HASTA SIEMPRE, ALBATROS! (E ATTENTI AGLI SQUALI)

di JACK FOLLA
È tempo di reagire, fratelli e sorelle pericolosamente addormentati in questo mare nero, basta barare con se stessi come se non ci fosse un enorme bisogno di noi, torniamo in gioco, il letargo è finito, hop-hop! Svegliati hermano, Jack è tornato, guardami, sono al tuo fianco e dentro di te, non farmi più andare via. Sono tornato solo per te e per me stesso perché voglio donarti tutto quello che ho imparato. Che me ne faccio della mia libertà felice se non riesco a liberare anche te? Un uomo davanti al muro è un uomo solo -ricordi?- ma due uomini di fronte al muro è il principio di un’evasione.

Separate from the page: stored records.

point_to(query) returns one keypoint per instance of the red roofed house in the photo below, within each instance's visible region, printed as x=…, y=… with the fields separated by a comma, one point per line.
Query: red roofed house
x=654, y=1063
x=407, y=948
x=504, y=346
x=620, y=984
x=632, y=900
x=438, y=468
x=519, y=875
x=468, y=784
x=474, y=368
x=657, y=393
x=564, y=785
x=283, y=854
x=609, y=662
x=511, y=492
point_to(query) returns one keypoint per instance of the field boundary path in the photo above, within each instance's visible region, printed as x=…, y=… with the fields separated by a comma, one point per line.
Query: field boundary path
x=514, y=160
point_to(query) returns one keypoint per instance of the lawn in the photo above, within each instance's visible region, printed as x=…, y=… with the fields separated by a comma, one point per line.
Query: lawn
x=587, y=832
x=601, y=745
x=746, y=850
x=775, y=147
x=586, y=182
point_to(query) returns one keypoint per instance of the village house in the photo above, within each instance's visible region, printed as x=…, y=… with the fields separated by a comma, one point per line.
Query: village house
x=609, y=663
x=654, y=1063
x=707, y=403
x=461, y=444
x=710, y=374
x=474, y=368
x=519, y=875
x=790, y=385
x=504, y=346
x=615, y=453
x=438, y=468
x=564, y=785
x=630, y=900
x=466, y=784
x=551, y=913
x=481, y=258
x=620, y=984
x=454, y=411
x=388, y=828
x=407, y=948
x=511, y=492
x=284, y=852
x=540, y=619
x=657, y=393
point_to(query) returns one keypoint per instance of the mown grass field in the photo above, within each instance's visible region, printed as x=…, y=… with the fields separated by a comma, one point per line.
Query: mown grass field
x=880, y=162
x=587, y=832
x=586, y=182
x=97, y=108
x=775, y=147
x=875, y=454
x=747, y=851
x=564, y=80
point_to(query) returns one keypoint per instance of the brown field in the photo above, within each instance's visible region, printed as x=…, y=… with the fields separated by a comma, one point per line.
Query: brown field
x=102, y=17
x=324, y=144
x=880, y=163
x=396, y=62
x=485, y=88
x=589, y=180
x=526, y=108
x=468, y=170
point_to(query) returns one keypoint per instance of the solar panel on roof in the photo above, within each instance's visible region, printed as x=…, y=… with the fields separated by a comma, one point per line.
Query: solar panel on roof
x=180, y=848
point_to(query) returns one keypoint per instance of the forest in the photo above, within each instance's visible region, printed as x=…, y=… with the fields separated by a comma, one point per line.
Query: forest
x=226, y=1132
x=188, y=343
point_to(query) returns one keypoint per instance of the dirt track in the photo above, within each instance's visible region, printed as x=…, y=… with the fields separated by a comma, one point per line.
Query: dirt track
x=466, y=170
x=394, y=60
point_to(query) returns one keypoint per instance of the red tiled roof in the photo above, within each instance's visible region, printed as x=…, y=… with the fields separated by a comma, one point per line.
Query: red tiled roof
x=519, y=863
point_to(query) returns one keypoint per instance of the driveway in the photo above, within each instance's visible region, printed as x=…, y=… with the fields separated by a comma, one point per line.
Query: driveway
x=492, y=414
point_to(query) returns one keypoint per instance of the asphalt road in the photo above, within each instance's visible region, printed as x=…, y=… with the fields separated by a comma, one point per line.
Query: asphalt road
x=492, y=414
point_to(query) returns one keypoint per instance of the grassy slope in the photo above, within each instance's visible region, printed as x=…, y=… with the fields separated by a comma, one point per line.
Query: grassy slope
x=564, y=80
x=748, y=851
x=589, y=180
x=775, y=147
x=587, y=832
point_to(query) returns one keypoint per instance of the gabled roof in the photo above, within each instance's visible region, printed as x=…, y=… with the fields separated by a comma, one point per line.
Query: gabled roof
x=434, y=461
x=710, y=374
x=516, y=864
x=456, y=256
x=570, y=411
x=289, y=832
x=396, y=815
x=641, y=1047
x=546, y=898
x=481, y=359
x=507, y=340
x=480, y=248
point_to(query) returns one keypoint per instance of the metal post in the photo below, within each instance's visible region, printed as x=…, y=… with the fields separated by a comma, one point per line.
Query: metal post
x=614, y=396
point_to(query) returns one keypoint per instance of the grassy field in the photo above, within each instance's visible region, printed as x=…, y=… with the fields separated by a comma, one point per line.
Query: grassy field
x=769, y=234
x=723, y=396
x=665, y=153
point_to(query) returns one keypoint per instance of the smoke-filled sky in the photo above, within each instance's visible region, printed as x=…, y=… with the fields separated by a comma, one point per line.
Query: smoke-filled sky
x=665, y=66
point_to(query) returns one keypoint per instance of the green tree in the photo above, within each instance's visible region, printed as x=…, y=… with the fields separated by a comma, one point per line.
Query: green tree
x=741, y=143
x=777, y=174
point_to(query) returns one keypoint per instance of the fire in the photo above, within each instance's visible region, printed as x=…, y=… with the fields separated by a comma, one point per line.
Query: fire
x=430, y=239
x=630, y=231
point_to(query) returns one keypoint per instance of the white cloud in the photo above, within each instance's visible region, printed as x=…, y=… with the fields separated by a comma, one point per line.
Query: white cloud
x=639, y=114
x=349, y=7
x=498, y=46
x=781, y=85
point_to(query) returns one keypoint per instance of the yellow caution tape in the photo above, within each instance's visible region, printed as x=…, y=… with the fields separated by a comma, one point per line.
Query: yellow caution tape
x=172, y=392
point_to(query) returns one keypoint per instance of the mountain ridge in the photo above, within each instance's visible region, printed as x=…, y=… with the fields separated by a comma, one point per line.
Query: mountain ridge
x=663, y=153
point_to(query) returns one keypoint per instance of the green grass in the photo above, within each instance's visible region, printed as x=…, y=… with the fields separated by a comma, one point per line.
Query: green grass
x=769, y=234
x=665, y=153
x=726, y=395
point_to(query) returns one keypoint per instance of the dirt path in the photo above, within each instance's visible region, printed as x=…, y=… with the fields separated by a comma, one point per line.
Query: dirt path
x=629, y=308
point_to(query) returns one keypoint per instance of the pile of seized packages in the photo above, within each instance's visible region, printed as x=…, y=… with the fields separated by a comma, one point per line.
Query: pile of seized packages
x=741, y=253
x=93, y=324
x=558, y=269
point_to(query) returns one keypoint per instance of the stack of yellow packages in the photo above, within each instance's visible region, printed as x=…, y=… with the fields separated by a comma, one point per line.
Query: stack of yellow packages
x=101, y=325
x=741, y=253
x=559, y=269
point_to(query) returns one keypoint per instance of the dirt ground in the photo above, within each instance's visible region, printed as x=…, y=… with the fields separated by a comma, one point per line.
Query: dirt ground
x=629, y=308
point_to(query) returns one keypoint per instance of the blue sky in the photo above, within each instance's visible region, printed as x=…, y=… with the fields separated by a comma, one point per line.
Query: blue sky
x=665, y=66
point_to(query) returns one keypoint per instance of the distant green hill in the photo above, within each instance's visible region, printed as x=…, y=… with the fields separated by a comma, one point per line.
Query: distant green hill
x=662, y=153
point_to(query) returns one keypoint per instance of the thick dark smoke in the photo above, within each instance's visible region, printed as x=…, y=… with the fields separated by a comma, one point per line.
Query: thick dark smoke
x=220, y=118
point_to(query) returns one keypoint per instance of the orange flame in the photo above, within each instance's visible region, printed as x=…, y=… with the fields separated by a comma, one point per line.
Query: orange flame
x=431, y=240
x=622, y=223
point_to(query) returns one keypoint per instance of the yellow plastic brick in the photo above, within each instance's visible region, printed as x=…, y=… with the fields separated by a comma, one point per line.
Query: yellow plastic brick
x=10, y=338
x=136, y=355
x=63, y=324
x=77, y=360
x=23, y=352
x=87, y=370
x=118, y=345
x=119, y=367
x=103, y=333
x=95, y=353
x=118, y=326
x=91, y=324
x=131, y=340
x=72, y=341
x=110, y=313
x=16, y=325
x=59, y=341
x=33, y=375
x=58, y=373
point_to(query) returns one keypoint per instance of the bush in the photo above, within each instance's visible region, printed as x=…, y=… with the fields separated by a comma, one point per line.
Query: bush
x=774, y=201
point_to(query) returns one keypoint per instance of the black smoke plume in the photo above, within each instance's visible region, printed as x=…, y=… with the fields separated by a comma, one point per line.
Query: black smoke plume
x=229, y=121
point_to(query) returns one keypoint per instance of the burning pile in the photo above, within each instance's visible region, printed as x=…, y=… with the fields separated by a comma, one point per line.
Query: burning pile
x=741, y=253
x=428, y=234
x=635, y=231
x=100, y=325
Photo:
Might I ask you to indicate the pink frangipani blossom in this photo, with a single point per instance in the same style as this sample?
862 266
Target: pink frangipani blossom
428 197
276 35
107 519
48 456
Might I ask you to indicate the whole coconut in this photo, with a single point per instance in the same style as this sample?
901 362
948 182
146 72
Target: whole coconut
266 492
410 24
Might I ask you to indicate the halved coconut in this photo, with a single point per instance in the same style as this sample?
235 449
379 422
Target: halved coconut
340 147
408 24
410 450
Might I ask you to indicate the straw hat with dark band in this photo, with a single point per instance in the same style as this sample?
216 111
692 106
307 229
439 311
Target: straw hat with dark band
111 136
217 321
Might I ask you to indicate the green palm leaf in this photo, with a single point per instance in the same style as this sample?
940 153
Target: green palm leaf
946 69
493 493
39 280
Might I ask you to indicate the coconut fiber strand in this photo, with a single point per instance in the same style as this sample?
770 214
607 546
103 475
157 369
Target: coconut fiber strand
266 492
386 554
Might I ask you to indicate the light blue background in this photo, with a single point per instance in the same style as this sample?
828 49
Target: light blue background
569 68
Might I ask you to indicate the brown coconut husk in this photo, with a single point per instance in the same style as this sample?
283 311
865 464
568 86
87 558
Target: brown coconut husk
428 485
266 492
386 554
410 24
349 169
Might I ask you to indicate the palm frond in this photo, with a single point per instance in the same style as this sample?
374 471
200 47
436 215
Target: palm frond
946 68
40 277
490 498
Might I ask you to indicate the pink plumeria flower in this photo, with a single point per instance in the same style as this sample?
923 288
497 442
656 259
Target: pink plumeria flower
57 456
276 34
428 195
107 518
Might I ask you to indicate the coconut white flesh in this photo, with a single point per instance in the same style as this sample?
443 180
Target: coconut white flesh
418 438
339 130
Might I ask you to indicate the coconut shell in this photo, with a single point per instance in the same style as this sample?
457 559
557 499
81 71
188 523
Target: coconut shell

Attento, perché fra non molto quel muro sarà alto fino al cielo e per noi albatros non ci sarà più modo di evadere. Quel muro sta diventando una voliera di cemento armato.
Sono qui, alza lo sguardo del cuore, guardami baby albatro, sono in Italia, a due passi da te, te l’ho già detto 9 giorni fa, sto scrivendo un libro sugli ultimi vent’anni della nostra vita, come fu Alcatraz, ma oggi la liberazione non è più così facile, oggi bisogna prendere a spallate l’universo. Ti va? Sono pazzo sì, patetico, bollito, quello che vuoi tu. Ti va?
Rispondi, coraggio sorellina, svegliati piccola grande anima, amici miei, compagni di volo, ritrovate le vostre ali nelle soffitte e negli scantinati, c’è davvero bisogno di noi, non vorrai mica lasciargli il mondo in mano a questa gente? Risorgete miei piccoli Lazzari da questo paese assassinato. Un tempo, scherzando, vi chiamavo bestie da terza elementare, oggi non scherzo più, state diventando analfabeti del cuore.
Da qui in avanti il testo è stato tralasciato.